Renovar estas unidades militares para el control territorial en profundidad, para enfrentar amenazas asimétricas existentes como el Eln, narcotráfico, las bandas criminales, y otras emergentes como las disidencias de las Farc.

Prohibir que el narcotráfico sea un delito conexo al político, para que no se conside una práctica para financiar la guerra. Así el narcotráfico no sería amnistiable en Colombia. Esto para evitar el trato que recibieron las Farc en este tema.

Establecer la obligatoriedad de la erradicación y sustitución de cultivos ilícitos. No será voluntaria, será obligatoria. Uno de los puntos fundamentales del Acuerdo es este, que busca la no criminalización y la concertación con las comunidades.

Crear una sala dentro de la Jurisdicción Especial para la Paz exclusivamente para la Fuerza Pública, con magistrados especializados en justicia penal militar. El trato de excombatientes y militares no debe ser simétrico.

El Eln deberá concentrarse con supervisión internacional, suspender todas las actividades criminales y la negociación será menor a seis meses para definir las condiciones de desmovilización a cambio de reducción de penas.

Según fuentes militares, en Colombia operan hoy 29 estructuras residuales que surgieron como disidentes del Acuerdo de Paz. Han probado su control territorial en los Llanos Orientales, Tumaco (Nariño) y el Norte de Antioquia.

Entre el 1° de enero de 2016 y el 30 de junio de 2018, 311 líderes sociales y defensores de Derechos Humanos fueron asesinados, según la Defensoría, en zonas donde se instalan programas de posconflicto. El reto será protegerlos.
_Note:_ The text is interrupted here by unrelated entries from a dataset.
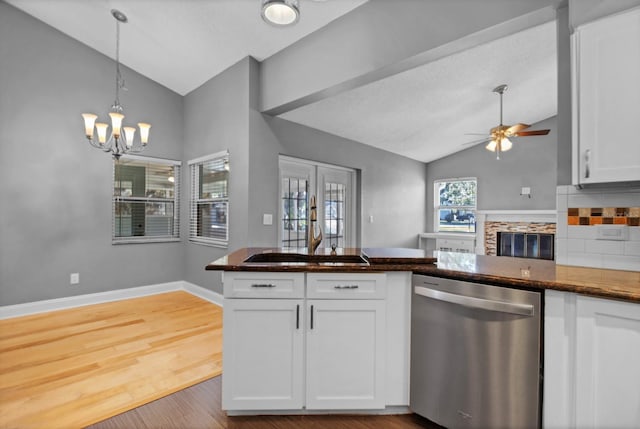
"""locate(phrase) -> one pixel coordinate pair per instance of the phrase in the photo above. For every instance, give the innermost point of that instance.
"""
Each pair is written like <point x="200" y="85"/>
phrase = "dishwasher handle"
<point x="469" y="301"/>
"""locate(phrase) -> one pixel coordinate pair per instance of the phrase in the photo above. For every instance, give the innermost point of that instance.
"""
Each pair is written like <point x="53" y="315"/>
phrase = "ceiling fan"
<point x="498" y="137"/>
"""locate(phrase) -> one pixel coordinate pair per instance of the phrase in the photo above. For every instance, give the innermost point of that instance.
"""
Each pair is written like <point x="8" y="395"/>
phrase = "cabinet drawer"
<point x="346" y="286"/>
<point x="240" y="284"/>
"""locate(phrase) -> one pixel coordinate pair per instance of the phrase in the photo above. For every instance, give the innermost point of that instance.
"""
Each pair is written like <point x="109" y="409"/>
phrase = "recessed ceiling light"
<point x="280" y="12"/>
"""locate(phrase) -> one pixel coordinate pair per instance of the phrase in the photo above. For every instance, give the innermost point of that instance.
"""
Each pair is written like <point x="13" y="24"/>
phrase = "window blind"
<point x="146" y="196"/>
<point x="209" y="212"/>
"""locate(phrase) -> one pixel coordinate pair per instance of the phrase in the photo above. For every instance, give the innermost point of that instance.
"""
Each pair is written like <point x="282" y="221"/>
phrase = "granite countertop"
<point x="507" y="271"/>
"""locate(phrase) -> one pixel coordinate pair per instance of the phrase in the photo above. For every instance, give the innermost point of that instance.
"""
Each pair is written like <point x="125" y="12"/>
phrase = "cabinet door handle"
<point x="587" y="160"/>
<point x="312" y="317"/>
<point x="346" y="287"/>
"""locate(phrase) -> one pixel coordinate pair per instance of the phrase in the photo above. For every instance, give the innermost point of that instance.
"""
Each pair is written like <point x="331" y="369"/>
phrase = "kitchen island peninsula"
<point x="332" y="332"/>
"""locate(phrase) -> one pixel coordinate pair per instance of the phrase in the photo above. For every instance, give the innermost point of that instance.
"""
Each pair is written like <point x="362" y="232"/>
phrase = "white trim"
<point x="312" y="163"/>
<point x="28" y="308"/>
<point x="204" y="158"/>
<point x="152" y="159"/>
<point x="206" y="294"/>
<point x="518" y="215"/>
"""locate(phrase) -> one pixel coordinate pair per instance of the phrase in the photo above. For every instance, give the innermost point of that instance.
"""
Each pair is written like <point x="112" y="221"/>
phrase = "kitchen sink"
<point x="284" y="257"/>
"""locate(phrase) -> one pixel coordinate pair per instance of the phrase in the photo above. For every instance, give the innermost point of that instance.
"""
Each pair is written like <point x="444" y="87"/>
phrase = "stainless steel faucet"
<point x="313" y="242"/>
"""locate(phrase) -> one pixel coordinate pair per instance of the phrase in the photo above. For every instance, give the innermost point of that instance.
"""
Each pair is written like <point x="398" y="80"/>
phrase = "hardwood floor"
<point x="84" y="366"/>
<point x="199" y="407"/>
<point x="72" y="368"/>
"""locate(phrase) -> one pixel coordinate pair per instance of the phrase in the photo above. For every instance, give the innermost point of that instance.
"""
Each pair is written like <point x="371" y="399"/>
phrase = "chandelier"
<point x="121" y="140"/>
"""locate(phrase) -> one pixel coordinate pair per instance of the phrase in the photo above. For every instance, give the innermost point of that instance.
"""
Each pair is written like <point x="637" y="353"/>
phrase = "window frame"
<point x="437" y="207"/>
<point x="175" y="237"/>
<point x="195" y="199"/>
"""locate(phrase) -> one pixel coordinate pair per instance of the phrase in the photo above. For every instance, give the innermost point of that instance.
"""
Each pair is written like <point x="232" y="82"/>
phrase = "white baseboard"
<point x="28" y="308"/>
<point x="206" y="294"/>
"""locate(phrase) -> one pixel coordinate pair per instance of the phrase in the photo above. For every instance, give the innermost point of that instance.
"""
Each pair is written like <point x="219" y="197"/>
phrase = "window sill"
<point x="146" y="240"/>
<point x="221" y="245"/>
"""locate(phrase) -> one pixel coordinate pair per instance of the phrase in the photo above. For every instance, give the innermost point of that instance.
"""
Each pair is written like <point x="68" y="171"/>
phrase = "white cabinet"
<point x="263" y="354"/>
<point x="346" y="341"/>
<point x="591" y="371"/>
<point x="608" y="364"/>
<point x="345" y="354"/>
<point x="606" y="99"/>
<point x="285" y="352"/>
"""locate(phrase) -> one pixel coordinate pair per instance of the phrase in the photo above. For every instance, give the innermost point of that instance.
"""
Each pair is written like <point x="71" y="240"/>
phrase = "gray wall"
<point x="55" y="213"/>
<point x="583" y="11"/>
<point x="217" y="118"/>
<point x="531" y="162"/>
<point x="564" y="97"/>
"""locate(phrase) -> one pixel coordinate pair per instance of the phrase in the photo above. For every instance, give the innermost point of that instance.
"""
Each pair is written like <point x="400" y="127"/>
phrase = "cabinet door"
<point x="345" y="354"/>
<point x="263" y="354"/>
<point x="607" y="99"/>
<point x="607" y="364"/>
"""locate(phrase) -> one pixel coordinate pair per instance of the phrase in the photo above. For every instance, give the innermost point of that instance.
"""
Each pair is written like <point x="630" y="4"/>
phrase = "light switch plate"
<point x="612" y="232"/>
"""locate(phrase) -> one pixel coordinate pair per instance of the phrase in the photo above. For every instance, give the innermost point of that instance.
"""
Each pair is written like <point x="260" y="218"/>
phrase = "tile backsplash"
<point x="587" y="216"/>
<point x="580" y="211"/>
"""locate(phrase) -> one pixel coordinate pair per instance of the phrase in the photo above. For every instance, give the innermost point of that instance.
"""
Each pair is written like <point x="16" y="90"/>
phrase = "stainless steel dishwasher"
<point x="475" y="354"/>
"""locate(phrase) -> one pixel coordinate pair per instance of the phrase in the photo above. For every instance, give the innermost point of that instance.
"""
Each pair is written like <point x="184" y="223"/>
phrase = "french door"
<point x="334" y="189"/>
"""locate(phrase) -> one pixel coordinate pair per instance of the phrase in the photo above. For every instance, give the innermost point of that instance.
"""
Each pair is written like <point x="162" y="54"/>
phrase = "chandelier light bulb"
<point x="129" y="134"/>
<point x="102" y="132"/>
<point x="89" y="121"/>
<point x="144" y="132"/>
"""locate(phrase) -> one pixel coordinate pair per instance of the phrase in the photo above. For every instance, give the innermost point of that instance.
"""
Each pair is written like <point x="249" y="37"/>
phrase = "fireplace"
<point x="539" y="224"/>
<point x="525" y="245"/>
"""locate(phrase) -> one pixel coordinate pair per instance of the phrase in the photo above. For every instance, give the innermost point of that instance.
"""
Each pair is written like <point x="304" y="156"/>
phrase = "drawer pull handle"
<point x="346" y="287"/>
<point x="587" y="156"/>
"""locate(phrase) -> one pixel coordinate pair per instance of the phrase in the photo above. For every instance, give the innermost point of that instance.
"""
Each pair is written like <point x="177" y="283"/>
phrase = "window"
<point x="334" y="188"/>
<point x="455" y="205"/>
<point x="145" y="200"/>
<point x="210" y="200"/>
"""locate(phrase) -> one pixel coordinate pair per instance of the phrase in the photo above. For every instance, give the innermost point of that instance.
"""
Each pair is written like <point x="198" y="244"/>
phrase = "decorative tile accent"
<point x="587" y="216"/>
<point x="491" y="230"/>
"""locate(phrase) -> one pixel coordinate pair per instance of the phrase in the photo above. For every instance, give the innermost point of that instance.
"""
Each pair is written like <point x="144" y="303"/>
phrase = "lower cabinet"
<point x="592" y="356"/>
<point x="296" y="350"/>
<point x="263" y="354"/>
<point x="345" y="354"/>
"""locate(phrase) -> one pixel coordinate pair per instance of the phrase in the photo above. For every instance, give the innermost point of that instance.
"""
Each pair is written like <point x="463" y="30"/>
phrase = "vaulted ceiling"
<point x="424" y="112"/>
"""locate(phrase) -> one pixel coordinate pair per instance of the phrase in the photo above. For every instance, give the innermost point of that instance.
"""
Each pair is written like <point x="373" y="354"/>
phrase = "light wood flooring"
<point x="198" y="407"/>
<point x="71" y="368"/>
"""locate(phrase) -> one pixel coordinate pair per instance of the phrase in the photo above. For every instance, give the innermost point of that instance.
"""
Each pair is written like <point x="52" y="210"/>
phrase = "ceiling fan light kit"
<point x="498" y="139"/>
<point x="280" y="13"/>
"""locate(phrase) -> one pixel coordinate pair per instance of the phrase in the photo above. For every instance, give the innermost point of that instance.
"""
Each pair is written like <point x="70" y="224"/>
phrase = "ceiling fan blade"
<point x="474" y="142"/>
<point x="513" y="129"/>
<point x="531" y="133"/>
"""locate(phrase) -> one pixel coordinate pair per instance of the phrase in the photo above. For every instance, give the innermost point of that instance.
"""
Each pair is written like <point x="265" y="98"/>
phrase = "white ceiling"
<point x="422" y="113"/>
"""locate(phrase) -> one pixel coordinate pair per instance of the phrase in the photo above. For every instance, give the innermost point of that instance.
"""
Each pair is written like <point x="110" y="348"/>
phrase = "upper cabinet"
<point x="606" y="99"/>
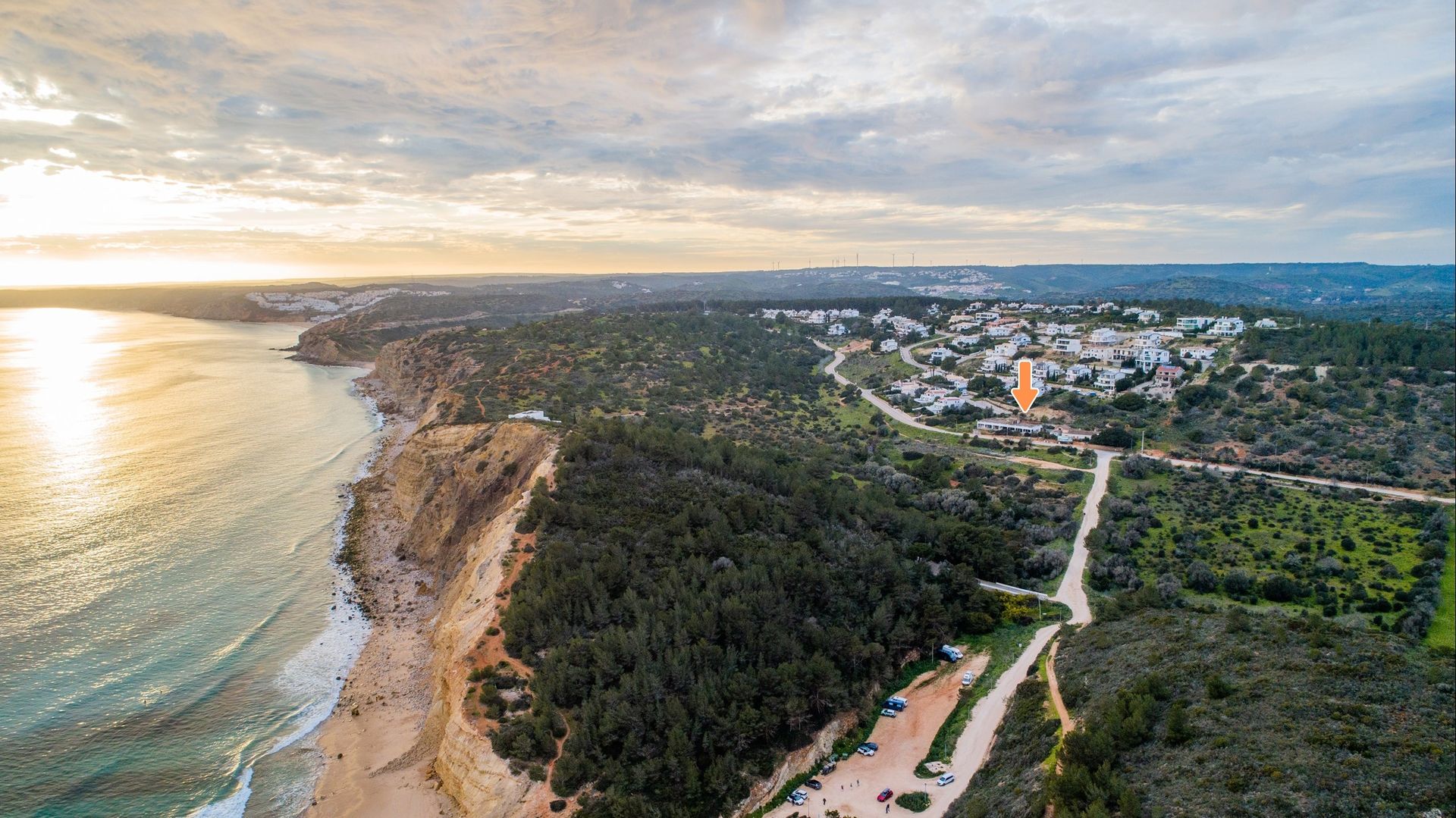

La Reforma Rural Integral, contenida en el Acuerdo, busca acabar con las causas del conflicto; sin embargo, su implementación solo es del 13,71 %. El nuevo Gobierno deberá presentar varios proyectos para mejorar el acceso a tierras.

Pese a que es histórico que el Eln esté en una mesa de diálogos con el Gobierno, los avances en la agenda de negociación no han sido significativos. Las condiciones impuestas por Duque se configuran en una piedra en el zapato.

Un poco más de 13.000 excombatientes han sido acreditados y reciben hoy los beneficios económicos, pero la reincorporación a largo plazo hay que seguirla construyendo. Solo han sido aprobados diez proyectos productivos.